The point of evil people is to take your time. By definition and consequence, an evil person is a person one ought not deal with. Evil is what one ought not do. It takes time to think and find what one ought do. Simply thinking about an evil person or evil is to think about what one ought not do. Simply getting you to engage with them in the way they wish an evil person has you engaged in evil, considering it as such. When one thinks about what one ought not do, one doesn’t think about what they ought do.
Evil people don’t want you to be happy. They want you to engage in evil, and thus lose and/or die, or they want you to engage their evil and thus absolve it, which allows it to spread and hurt more people as they lose their awareness of what is evil or not. Evil people want you to think they’re powerful. If you think evil people are powerful, that absolves their evil of being harmful, because then the evil action has power to make things as one wishes. As well, it suggests their actions can make you do as they wish or that one ought focus ones attention on them, in amazement or fear.
Evil seeks subordination of people. If one entertains the contradiction of evil being something one ought hold in some way, it contradicts the idea as such and the idea of morality as such. With the dissolution of morality, one does not have a guide to better and more meaningful existence. Evil does not seek the entertainment of its evil in particular as such, but the destruction of the person who would not entertain it. It’s not an affirming position evil wants, but a disaffirming position.

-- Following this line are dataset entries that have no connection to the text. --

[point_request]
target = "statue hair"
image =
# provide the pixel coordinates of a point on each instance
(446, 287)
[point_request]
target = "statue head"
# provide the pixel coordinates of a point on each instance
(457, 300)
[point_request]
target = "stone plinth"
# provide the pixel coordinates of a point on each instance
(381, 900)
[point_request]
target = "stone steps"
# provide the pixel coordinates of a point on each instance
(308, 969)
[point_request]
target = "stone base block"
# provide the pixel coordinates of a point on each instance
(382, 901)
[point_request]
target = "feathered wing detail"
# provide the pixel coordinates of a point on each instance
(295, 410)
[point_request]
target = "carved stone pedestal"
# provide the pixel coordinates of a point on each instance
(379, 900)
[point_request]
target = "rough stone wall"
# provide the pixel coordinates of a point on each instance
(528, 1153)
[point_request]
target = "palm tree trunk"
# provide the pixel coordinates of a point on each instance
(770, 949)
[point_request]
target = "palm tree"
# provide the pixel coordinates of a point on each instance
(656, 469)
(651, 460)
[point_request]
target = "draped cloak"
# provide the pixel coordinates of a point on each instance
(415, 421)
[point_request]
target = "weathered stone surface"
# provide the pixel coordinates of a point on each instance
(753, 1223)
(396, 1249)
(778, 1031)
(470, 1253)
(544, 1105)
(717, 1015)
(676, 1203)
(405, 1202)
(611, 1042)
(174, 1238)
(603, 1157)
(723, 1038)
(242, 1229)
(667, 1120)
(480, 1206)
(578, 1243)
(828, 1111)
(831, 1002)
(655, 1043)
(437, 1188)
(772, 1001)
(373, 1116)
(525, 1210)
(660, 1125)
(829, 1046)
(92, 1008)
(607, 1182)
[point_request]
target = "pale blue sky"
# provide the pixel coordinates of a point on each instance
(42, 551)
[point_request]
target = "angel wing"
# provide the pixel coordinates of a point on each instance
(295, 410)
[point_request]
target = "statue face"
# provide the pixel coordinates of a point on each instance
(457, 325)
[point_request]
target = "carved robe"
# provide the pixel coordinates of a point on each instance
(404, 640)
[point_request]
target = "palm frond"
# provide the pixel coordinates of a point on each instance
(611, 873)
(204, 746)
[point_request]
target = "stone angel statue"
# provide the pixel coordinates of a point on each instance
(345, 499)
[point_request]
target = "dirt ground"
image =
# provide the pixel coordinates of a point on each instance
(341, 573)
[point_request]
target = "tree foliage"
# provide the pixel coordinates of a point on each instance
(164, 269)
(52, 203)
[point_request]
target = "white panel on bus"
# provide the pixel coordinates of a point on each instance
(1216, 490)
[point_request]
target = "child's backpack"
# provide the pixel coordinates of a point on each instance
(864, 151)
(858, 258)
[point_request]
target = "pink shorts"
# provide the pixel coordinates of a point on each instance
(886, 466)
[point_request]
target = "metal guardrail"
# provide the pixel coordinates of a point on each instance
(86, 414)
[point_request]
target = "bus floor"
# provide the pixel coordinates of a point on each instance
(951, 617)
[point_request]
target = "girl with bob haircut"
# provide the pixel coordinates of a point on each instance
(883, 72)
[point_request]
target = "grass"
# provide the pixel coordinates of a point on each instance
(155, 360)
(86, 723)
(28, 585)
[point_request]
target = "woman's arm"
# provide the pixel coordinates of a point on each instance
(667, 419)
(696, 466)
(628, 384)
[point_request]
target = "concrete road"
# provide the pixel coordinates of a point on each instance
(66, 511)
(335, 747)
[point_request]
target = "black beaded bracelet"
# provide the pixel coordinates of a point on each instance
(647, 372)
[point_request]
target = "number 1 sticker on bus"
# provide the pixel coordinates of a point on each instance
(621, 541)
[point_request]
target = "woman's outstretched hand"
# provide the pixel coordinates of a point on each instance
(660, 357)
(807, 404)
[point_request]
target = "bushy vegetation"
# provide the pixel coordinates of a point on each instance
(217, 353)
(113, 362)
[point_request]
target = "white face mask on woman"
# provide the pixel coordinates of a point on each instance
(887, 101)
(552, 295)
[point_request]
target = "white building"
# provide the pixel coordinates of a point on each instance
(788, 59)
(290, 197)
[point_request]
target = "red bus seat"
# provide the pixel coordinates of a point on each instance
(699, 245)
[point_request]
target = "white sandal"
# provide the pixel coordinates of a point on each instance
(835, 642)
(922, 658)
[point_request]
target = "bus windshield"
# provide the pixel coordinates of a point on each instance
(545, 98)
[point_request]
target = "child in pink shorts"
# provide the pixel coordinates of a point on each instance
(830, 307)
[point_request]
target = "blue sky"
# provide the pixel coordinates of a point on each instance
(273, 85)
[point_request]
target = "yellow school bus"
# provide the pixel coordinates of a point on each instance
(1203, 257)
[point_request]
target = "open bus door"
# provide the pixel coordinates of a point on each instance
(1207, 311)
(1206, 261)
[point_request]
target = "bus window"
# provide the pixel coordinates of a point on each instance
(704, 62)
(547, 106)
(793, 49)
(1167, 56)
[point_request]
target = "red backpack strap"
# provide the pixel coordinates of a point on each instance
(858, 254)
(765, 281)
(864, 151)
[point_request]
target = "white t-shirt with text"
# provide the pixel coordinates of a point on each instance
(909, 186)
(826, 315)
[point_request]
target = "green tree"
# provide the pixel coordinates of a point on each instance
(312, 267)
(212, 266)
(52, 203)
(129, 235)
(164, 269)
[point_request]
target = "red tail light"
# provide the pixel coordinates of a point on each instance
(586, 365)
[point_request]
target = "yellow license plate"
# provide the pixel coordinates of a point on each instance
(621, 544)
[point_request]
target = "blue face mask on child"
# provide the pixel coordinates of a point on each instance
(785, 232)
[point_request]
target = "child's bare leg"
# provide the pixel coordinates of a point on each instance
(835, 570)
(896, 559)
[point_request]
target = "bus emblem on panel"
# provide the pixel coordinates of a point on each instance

Why does evil exist then? Because death is an end that has no consequent event. It is final. So evil exists in a contradiction with itself. It seeks destruction, but its existence suggests it ought do everything otherwise. Thus, evil is a decaying state and not a final or total one.
It would not matter if you accepted the evil proposition. The consideration of the evil proposition destroyed your time thinking of the otherwise as such.